SQL - 01 Relating
Databases can have multiple tables.
sqlite longlist.db
.tables
is command used to view all the tables in the database.
When there are some relationship between these tables, we call them relational database. examples would be, Authors write books, publishers publish books, books are translated by translators.
The basic approach of organizing two or more tables can be using the honor system where the first row of one table will always correspond to the first row of another table. But there are possibility of mistakes in organizing it in this way. One table approach could solve this but can lead to redundancy (duplication of data) if there are one to many relationship between columns.
Entity Relationship Diagram
One to one (author writes a book) One to many (author writes many books) Many to many (few authors together wrote many books) These can be visualized using an entity relationship (ER) diagram.
Each table is an entry in our database. The relationship between the tables or entities are represented by the verbs that mark the lines connecting entries.
Crow’s foot notation. The first line with zero on the line indicates that there are no relations. Second one means it should at least have one row that relates to it in the other table. Third with many branches means that the entity is related to many rows from another table.


One book is written by one author, also one author writes one book.
The author writes at least one book and a book is at least written by one author. The author could be associated with one or multiple books same for books.
Keys
To relate tables to one another.
Primary Keys
ISBN is a unique identifier given to all books to make it easy to search and identify. Similarly, Primary key (like ISBN) is an identifier that is unique for every item in the table. Each ID given within different tables (authors, books, publishers) would be the primary key of the table it belongs to.
Foreign Keys
A foreign key is a primary key taken from a different table. By referencing the primary key of a different table, it helps relate the tables by forming a link between them.
Representing the many to many relationship using foreign keys in authored
table that maps the primary keys of books (book_id)
to the primary key of authors (author_id)
The tables like authored
are called joint or junction tables.
Subqueries
A subquery is a query inside another query. also called nested queries which allows for making the queries more dynamic when many id or names have to be accessed.
SELECT "title"
FROM "books"
WHERE "publisher_id" = (
SELECT "id"
FROM "publishers"
WHERE "publisher" = 'Fitzcarrlado Edition'
);
In this one to many relationship where a publisher has many books.

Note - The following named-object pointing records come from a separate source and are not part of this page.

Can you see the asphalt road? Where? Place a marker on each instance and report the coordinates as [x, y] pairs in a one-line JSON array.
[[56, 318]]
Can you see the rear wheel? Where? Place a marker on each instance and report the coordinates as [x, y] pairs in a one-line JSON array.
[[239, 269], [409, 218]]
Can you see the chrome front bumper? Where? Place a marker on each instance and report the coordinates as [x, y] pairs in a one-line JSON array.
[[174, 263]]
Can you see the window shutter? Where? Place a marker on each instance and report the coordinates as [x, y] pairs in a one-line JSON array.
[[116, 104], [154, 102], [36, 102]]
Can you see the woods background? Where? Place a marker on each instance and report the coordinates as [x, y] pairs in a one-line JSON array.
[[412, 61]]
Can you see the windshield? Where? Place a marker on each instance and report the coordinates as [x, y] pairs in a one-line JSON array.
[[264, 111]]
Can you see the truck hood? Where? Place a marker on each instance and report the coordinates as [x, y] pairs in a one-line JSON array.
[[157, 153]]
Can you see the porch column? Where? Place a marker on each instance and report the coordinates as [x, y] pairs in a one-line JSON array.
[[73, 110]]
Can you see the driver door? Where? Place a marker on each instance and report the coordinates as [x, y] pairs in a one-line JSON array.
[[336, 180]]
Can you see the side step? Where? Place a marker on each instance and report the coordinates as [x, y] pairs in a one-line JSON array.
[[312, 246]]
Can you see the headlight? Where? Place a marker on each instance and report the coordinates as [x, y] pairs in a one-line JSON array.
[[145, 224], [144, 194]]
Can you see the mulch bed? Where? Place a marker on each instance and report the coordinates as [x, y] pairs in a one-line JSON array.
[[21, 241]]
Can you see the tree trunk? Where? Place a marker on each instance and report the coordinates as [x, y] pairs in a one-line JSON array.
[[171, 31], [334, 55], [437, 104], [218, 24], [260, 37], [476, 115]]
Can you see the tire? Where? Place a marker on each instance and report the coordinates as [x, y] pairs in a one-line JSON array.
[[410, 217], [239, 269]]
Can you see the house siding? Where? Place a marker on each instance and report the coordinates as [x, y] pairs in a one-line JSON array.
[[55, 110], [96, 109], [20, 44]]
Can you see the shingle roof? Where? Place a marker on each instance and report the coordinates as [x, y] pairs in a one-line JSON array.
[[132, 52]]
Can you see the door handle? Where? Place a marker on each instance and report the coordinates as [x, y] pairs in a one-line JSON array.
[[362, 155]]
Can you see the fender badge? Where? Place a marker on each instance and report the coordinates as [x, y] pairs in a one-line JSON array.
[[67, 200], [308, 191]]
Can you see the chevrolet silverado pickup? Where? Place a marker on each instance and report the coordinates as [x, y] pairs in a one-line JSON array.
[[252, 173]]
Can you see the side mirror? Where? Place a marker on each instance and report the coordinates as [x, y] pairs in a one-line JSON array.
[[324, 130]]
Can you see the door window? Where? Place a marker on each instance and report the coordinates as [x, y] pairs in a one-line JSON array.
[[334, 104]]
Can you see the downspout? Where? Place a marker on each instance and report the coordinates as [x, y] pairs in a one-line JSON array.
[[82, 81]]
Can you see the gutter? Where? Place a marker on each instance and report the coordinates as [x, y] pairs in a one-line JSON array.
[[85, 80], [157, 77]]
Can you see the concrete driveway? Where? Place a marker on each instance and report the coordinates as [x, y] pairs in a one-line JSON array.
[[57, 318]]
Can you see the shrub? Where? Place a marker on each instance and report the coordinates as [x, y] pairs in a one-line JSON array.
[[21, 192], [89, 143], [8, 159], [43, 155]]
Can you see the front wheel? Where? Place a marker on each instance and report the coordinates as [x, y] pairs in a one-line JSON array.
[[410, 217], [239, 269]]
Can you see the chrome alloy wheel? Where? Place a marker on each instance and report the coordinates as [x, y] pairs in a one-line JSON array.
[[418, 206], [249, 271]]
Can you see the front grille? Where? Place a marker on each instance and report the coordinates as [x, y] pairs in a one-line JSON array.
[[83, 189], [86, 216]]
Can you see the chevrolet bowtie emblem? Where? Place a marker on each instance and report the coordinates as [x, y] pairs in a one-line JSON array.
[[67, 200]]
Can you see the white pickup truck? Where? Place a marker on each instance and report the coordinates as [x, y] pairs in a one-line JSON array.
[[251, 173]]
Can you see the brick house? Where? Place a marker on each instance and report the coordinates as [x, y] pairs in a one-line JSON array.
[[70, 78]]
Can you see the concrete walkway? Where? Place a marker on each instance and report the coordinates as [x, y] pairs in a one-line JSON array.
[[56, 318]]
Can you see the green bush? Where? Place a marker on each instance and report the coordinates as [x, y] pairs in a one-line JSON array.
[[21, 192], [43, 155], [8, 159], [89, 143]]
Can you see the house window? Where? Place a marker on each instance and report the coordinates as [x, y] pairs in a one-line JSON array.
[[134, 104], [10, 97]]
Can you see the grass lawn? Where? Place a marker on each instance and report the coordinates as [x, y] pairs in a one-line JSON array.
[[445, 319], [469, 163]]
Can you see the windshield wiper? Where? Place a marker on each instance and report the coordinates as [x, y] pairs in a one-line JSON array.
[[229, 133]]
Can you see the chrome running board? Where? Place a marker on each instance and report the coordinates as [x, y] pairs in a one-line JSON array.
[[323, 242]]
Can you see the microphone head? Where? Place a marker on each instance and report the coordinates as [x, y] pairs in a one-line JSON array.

To find the title of the books from a publisher, we need the publisher id. To get the publisher_id we have to search for matching name in publishers table.
The subquery in the parentheses will be run first, or the deepest one will be. The indentation is just a styling convention.
To find rating of a book in memory of memory
SELECT "rating"
FROM "ratings"
WHERE "book_id" = (
SELECT "id"
FROM "books"
WHERE "title" = 'In Memory of Memory'
);
Averaging the ratings by putting the rating in average
SELECT AVG("rating")
FROM "ratings"
WHERE "book_id" = (
SELECT "id"
FROM "books"
WHERE "title" = 'In Memory of Memory'
);
For a many-to-many relationships where there is a join table which has just the ID, there will be many nested queries. To find the author(s) of book Flights
SELECT "name"
FROM "authors"
WHERE "id" = (
SELECT "author_id"
FROM "authored"
WHERE "book_id" = (
SELECT "id"
FROM "books"
WHERE "title" = 'Flights'
)
);
IN
This is the keyword used to check whether the desired value
in in
a given set of values
.
The relationship between the authors and books is many to many. This means there can be one or more authors for a book.
To find the names of all the books written by an author, we would use IN
keyword.
SELECT "title"
FROM "books"
WHERE "id" IN (
SELECT "book_id"
FROM "authored"
WHERE "author_id" = (
SELECT "id"
FROM "authors"
WHERE "name" = 'Fernanda Melchor'
)
);
Innermost query uses =
because we want to find the author by his name.
IN
is used as the authored
table might give many book_id
as a set.
So searching In
that to find all the id if they are present in books
.
JOIN
This allows to combine two or more tables together.
We can join the tables using a common factor between the two tables (like id) to ensure correct rows are lined up against each other.

To join these two tables:
SELECT *
FROM "sea_lions"
JOIN "migrations" ON "migrations"."id" = "sea_lions"."id";
The ON
keyword is used to specify which values match between the tables being joined. (there is no way to join tables without matching values).
INNER JOIN
Inner join happens when there is an id in one table which isn’t present in another table so these rows will get removed from the joined table.
Only the rows which have their id match will be present. like the example above where just the JOIN
…ON
is used is an inner join.
OUTER JOIN
This allows for some data which doesn’t match also to be kept. leading to NULL
values when joined.
LEFT JOIN
prioritize the data in the left (first) table.(keeps all the rows from first table)
RIGHT JOIN
prioritize the data in the right(second) table and keeps all rows of second table.
FULL JOIN
allows to see the entries of all the tables.
SELECT *
FROM "sea_lions"
LEFT JOIN "migrations" ON "migrations"."id" = "sea_lions"."id";
NATURAL JOIN
If the values on which we are joining the two tables have the same column name in both tables, we can omit the ON
section.
This will be an INNER JOIN
and also there will be no duplicate ID columns.
SELECT *
FROM "sea_lions"
NATURAL JOIN "migrations";
Sets
On running a query, the results we see are called result set
, which is a kind of set in SQL.
INTERSECT
Intersection of two sets (author, translator) when a person is in both.
This can be done by using INTERSECT
operations.
SELECT "name" FROM "translators"
INTERSECT
SELECT "name" FROM "authors";

UNION
If a person is either an author or translator or both, then they belong to the union of the two sets. So every author and translator is included but only once in this result.
SELECT "name" FROM "translators"
UNION
SELECT "name" FROM "authors";

To get profession of person in result,
SELECT 'author' AS "profession", "name"
FROM "authors"
UNION
SELECT 'translator' AS "profession", "name"
FROM "translators";
EXCEPT
Everyone who is only an author using EXCEPT
.
Which means the set of translators is subtracted from authors.
SELECT "name" FROM "authors"
EXCEPT
SELECT "name" FROM "translators";

INTERSECT
To find people who are either authors or translators but not both.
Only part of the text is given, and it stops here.